Alice avait collé son visage au hublot. Les infrastructures de l’aéroport défilaient, elle ressentit soudain une sensation inconnue, les roues avaient quitté le sol et l’avion se balançait au vent, prenant lentement de l’altitude. La piste rapetissait à vue d’œil, avant de s’effacer pour laisser place à la campagne anglaise. Et, alors que l’avion grimpait, les corps de fermes qui apparaissaient au loin semblaient rétrécir.

— C’est magique, dit Alice. Vous pensez que nous allons traverser les nuages ?

— Je nous le souhaite, répondit Daldry en ouvrant son journal.

À la campagne succéda bientôt la mer. Alice avait voulu compter les crêtes des vagues qui apparaissaient sur l’immensité bleue.

Le pilote annonça que l’on apercevrait les côtes françaises d’un instant à l’autre.

Le vol dura moins de deux heures. L’avion s’approchait de Paris et l’excitation d’Alice redoubla quand elle crut voir la tour Eiffel au loin.

L’escale à Orly fut brève, un employé de la compagnie escorta Alice et Daldry sur le tarmac jusqu’à un autre appareil ; Alice n’écoutait pas un mot de ce que lui disait Daldry, elle ne pensait qu’à une seule chose, le prochain décollage.
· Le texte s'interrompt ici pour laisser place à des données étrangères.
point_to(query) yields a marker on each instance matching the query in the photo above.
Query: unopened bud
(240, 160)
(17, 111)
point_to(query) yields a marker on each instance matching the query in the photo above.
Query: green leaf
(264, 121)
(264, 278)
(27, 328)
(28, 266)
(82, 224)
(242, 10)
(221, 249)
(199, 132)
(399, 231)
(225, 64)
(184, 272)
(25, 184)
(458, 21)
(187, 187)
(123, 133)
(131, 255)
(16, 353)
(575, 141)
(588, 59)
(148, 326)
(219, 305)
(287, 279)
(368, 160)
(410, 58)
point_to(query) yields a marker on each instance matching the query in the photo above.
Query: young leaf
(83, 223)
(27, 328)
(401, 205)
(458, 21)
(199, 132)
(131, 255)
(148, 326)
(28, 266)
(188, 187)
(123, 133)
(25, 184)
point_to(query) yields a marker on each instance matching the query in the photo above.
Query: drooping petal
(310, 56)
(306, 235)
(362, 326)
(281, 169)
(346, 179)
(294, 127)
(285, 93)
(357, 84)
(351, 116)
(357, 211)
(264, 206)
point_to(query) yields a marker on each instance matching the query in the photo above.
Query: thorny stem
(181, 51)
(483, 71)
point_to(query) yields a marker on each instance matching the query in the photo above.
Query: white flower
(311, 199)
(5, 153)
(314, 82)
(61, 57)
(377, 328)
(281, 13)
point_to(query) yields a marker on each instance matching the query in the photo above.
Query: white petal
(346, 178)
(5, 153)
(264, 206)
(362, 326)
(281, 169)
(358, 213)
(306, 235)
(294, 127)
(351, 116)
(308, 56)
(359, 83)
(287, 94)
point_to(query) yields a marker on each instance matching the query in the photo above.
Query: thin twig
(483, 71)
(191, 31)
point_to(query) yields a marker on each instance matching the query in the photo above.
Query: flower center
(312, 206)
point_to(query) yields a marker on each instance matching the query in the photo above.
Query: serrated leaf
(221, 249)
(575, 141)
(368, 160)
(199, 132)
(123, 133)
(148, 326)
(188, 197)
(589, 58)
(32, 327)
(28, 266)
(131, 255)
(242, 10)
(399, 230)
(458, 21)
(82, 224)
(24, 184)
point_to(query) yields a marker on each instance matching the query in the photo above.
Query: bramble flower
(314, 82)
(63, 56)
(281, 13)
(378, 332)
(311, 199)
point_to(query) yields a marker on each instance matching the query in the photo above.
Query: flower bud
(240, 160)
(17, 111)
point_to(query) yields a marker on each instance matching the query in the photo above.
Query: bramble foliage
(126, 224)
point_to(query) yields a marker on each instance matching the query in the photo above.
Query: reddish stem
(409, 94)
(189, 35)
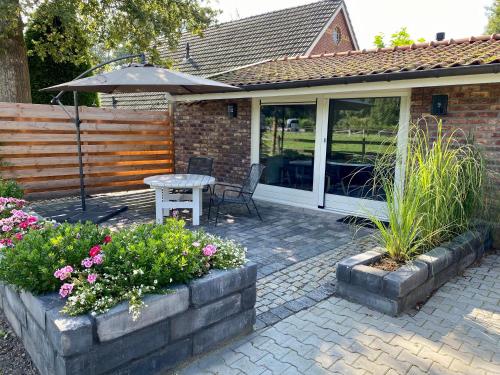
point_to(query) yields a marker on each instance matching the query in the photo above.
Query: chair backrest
(200, 165)
(253, 178)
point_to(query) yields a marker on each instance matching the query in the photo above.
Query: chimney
(440, 36)
(187, 57)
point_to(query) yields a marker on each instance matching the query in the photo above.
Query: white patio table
(166, 201)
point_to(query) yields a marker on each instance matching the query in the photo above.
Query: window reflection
(287, 140)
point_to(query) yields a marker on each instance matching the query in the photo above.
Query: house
(320, 27)
(349, 107)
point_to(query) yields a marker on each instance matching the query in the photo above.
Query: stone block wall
(395, 292)
(189, 320)
(204, 129)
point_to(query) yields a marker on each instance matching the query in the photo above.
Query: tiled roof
(286, 32)
(360, 65)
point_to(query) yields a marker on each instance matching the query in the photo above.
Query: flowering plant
(14, 222)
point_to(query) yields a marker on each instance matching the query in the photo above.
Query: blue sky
(458, 18)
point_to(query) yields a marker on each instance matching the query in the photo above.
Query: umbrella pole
(79, 144)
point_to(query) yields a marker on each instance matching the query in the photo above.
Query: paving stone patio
(303, 328)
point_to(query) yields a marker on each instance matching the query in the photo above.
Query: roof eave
(395, 76)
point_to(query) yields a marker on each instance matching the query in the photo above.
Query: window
(287, 140)
(337, 36)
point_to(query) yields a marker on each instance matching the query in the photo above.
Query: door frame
(358, 206)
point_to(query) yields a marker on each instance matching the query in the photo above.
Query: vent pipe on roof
(187, 57)
(440, 36)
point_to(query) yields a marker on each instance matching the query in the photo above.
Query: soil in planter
(387, 264)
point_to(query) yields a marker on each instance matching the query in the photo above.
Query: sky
(457, 18)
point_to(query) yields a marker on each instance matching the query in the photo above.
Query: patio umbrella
(131, 78)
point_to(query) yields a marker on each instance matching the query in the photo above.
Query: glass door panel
(360, 130)
(287, 143)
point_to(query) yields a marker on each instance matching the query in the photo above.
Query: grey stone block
(196, 318)
(76, 365)
(39, 348)
(69, 335)
(249, 297)
(367, 277)
(442, 277)
(118, 321)
(238, 324)
(15, 304)
(37, 306)
(112, 354)
(220, 283)
(417, 295)
(345, 266)
(160, 361)
(400, 282)
(13, 321)
(437, 259)
(366, 298)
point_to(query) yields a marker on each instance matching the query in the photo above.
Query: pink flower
(209, 250)
(87, 262)
(65, 290)
(6, 228)
(63, 273)
(97, 259)
(32, 219)
(95, 250)
(91, 278)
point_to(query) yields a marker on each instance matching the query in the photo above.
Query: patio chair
(237, 194)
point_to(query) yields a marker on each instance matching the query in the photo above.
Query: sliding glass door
(360, 132)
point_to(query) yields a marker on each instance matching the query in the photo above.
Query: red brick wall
(473, 108)
(326, 44)
(204, 129)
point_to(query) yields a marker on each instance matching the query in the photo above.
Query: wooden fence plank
(120, 148)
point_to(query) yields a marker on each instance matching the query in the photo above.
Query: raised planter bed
(172, 327)
(402, 289)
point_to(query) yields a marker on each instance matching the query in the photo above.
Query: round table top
(179, 180)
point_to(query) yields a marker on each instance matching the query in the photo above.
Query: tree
(399, 38)
(106, 25)
(493, 13)
(47, 72)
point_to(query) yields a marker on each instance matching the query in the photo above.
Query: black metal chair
(197, 165)
(237, 194)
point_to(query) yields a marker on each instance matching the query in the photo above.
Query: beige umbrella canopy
(143, 78)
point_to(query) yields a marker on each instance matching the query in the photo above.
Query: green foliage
(45, 70)
(399, 38)
(112, 25)
(145, 259)
(10, 188)
(444, 185)
(30, 265)
(493, 13)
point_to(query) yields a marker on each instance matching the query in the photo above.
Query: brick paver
(456, 332)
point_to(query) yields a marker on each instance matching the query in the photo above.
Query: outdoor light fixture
(439, 105)
(232, 110)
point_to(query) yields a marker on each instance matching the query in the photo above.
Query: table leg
(196, 205)
(159, 206)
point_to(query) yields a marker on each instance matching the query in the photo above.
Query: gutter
(396, 76)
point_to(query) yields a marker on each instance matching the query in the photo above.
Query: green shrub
(96, 270)
(10, 188)
(443, 192)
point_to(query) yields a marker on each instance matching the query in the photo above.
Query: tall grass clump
(440, 194)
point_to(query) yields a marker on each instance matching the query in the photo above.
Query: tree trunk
(14, 72)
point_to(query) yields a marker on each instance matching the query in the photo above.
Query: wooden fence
(120, 148)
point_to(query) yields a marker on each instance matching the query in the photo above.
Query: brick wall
(204, 129)
(473, 108)
(326, 44)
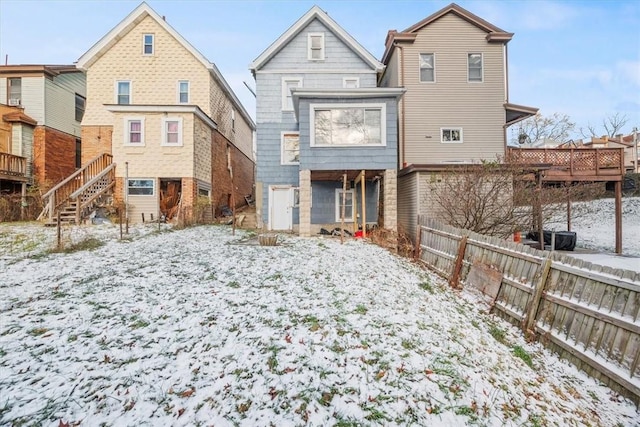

Le vol Air France de Paris à Vienne fut plus mouvementé que celui de Londres. Alice s’amusait des soubresauts qu’elle faisait sur son siège chaque fois que l’avion traversait une zone de turbulences. Daldry semblait moins à son aise. Après un copieux repas, il alluma une cigarette et en offrit une à Alice qui la refusa. Plongée dans la lecture d’un magazine, elle rêvassait en découvrant les dernières collections des couturiers parisiens. Elle remercia Daldry pour la énième fois, jamais elle n’aurait imaginé vivre un pareil moment et jamais, jura-t-elle, elle n’avait été aussi heureuse. Daldry répondit qu’il s’en réjouissait et l’invita à prendre un peu de repos. Ce soir, ils dîneraient à Vienne.

L’Autriche était recouverte de neige. Les étendues blanches semblaient courir à l’infini sur la campagne et Alice fut subjuguée par la beauté du paysage. Daldry avait dormi pendant une bonne partie du vol, il se réveilla alors que le DC-4 faisait son approche.

— Dites-moi que je n’ai pas ronflé, supplia-t-il en ouvrant les yeux.

— Moins fort que les moteurs, répondit Alice en souriant.

Les roues venaient de toucher la piste, l’appareil se rangea devant un hangar, on approcha une passerelle et les passagers purent descendre.

Un taxi les conduisit en centre-ville. Daldry précisa au chauffeur qu’ils se rendaient à l’hôtel Sacher. Alors qu’ils approchaient d’Heldenplatz, une camionnette glissa sur une plaque de verglas et se mit en travers de la route avant de se coucher sur le côté.